Le quartier de Harlem, longtemps marginalisé et dépourvu de ressources, a souvent été associé à la criminalité new-yorkaise.
Dans les années 1920, la mafia "blanche" (autant juive qu'italienne) opérait dans les night-clubs réservés aux blancs et les bars clandestins qui servaient de l'alcool pendant la prohibition. Le truand "Dutch" Schultz contrôlait toute la production et la distribution de spiritueux dans le quartier.
Plutôt que d'entrer en compétition avec les réseaux établis, les gangs afro-américains se concentrèrent sur le jeu clandestin. Ils inventèrent une sorte de loterie, le 'bolito', qui pouvait être jouée illégalement dans une multitude d'endroits de Harlem. Les dirigeants de ces entreprises, enrichis par ces paris illicites, acquirent un certain pouvoir financier. Ils financèrent d'autres projets plus honnêtes, en prêtant notamment à leur tour de l'argent à ceux qui, souhaitant investir, n'étaient pas capable de les distinguer d'autres instituts plus honorables. Il est à noter que l'une des premières dirigeantes de ces entreprises était une femme, Mme Stephanie St. Clair.

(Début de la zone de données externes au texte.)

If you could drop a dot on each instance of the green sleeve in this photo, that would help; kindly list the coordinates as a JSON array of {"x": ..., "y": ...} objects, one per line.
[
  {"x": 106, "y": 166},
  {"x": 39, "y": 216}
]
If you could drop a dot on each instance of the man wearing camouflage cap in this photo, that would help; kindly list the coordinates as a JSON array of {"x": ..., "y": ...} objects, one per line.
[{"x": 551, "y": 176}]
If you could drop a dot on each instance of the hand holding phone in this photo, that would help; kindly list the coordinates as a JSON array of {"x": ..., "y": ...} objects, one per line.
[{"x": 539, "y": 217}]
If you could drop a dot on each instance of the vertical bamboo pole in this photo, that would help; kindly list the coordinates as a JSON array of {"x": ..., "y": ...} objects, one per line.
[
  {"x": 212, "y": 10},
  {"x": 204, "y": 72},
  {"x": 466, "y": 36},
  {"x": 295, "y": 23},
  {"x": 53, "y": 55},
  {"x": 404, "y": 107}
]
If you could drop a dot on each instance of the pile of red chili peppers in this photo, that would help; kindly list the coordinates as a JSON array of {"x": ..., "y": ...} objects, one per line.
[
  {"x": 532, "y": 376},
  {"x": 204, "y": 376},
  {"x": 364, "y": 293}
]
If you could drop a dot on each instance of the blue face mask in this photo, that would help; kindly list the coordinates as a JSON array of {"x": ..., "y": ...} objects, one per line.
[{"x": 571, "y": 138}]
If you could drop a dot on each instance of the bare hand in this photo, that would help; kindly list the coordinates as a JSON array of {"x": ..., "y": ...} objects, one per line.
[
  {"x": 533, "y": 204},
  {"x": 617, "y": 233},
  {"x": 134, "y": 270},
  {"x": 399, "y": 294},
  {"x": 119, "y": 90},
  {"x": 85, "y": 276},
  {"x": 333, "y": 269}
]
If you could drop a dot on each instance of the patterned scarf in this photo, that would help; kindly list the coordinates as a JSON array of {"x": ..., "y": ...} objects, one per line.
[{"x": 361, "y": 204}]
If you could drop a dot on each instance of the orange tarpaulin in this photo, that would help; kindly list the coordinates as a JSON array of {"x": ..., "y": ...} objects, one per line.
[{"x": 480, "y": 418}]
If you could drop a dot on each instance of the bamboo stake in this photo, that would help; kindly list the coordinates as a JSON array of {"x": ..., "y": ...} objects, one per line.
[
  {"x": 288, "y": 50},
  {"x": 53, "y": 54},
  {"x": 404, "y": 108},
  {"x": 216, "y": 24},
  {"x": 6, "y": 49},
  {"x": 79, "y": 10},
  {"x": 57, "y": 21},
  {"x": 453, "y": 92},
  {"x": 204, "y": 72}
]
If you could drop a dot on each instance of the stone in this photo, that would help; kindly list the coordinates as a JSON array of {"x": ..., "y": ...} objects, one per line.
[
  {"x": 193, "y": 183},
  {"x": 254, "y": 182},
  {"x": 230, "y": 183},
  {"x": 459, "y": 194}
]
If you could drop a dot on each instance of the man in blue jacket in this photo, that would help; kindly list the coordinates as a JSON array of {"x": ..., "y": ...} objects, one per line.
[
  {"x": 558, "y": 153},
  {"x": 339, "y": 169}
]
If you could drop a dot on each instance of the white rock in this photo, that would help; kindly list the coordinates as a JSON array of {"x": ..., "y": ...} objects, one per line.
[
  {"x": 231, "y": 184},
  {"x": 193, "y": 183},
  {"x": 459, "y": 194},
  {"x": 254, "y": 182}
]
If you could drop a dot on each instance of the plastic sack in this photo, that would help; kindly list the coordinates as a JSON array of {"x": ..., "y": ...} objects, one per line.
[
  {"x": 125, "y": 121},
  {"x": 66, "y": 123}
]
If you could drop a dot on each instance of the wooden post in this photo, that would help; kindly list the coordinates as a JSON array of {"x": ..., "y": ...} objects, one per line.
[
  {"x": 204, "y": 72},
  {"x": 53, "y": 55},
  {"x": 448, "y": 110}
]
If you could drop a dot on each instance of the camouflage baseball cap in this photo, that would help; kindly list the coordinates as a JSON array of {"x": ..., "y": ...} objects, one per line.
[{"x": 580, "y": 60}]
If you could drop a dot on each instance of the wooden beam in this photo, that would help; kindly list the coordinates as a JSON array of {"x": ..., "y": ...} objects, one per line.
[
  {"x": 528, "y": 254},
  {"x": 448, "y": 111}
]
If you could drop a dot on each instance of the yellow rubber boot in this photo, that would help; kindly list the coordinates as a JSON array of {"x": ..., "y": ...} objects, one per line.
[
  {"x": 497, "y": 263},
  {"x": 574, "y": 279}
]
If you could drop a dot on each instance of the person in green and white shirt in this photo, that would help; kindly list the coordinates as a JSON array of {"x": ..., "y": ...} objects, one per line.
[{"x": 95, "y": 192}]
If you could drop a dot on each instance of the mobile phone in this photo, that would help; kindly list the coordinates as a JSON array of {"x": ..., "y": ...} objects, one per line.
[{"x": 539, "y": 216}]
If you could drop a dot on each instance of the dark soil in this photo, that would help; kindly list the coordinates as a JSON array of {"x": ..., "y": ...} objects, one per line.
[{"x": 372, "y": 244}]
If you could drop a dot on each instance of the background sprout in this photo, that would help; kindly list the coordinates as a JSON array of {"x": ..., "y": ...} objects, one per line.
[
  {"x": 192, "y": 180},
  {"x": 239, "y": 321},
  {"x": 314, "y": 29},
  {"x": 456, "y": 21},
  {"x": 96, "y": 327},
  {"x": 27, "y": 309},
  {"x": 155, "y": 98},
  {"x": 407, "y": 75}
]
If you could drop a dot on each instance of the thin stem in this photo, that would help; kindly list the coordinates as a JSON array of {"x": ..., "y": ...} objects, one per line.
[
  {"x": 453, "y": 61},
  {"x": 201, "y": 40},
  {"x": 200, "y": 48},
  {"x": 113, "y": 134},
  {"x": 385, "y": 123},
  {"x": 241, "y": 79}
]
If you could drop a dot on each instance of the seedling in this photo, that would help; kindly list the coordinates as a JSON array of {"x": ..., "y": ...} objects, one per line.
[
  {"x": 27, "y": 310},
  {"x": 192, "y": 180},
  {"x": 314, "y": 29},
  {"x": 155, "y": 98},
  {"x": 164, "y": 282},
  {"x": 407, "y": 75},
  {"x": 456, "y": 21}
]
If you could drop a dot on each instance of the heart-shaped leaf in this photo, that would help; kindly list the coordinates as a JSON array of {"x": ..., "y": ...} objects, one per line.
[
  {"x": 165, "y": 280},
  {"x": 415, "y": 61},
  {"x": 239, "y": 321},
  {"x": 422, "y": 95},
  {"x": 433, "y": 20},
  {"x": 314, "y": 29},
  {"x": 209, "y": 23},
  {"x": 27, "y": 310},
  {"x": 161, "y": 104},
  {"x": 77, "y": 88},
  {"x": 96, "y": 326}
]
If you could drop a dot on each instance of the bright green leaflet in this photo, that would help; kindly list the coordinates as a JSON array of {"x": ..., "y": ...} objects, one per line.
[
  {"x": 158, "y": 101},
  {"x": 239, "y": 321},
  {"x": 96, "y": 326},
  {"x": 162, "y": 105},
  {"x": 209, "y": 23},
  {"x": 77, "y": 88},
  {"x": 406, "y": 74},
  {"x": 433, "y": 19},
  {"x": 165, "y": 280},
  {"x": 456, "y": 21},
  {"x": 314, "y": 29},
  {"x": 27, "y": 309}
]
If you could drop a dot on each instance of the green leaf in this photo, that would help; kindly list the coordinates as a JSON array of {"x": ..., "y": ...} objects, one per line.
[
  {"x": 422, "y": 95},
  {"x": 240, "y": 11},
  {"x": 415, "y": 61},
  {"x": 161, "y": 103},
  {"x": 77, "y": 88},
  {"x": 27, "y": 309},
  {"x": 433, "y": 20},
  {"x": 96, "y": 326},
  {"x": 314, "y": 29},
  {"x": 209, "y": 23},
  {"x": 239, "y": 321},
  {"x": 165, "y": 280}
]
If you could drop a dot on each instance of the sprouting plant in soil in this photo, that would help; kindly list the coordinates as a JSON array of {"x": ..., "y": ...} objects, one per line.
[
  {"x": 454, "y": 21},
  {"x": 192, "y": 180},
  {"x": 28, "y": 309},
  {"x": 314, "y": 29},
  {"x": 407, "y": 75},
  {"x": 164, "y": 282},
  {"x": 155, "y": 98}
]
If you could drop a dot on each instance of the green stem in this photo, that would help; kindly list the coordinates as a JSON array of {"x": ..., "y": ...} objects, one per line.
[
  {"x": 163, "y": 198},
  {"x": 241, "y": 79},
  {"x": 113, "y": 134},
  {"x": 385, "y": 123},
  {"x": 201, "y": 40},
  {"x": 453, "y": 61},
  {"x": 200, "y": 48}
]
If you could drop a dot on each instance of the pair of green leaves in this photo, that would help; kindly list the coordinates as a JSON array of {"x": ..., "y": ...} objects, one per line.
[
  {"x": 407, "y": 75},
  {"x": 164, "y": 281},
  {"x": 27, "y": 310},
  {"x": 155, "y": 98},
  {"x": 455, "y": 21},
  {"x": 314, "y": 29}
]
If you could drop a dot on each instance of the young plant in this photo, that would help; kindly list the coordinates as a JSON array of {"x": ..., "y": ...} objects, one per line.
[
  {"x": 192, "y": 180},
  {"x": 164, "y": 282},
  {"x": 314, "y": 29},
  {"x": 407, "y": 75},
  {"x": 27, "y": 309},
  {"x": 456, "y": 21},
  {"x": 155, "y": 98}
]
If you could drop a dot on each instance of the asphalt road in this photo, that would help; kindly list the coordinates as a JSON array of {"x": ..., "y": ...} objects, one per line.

Avec la grande dépression de 1929, le commerce illicite, tout comme celui qui était légal, devint moins rémunérateur. La mafia blanche chercha alors à prendre le contrôle de la loterie, qu'elle avait auparavant ignorée. Après une guerre des gangs brutale, Dutch Schultz prit le contrôle de toutes ces opérations de racket à Harlem, jusqu'à son assassinat en 1935.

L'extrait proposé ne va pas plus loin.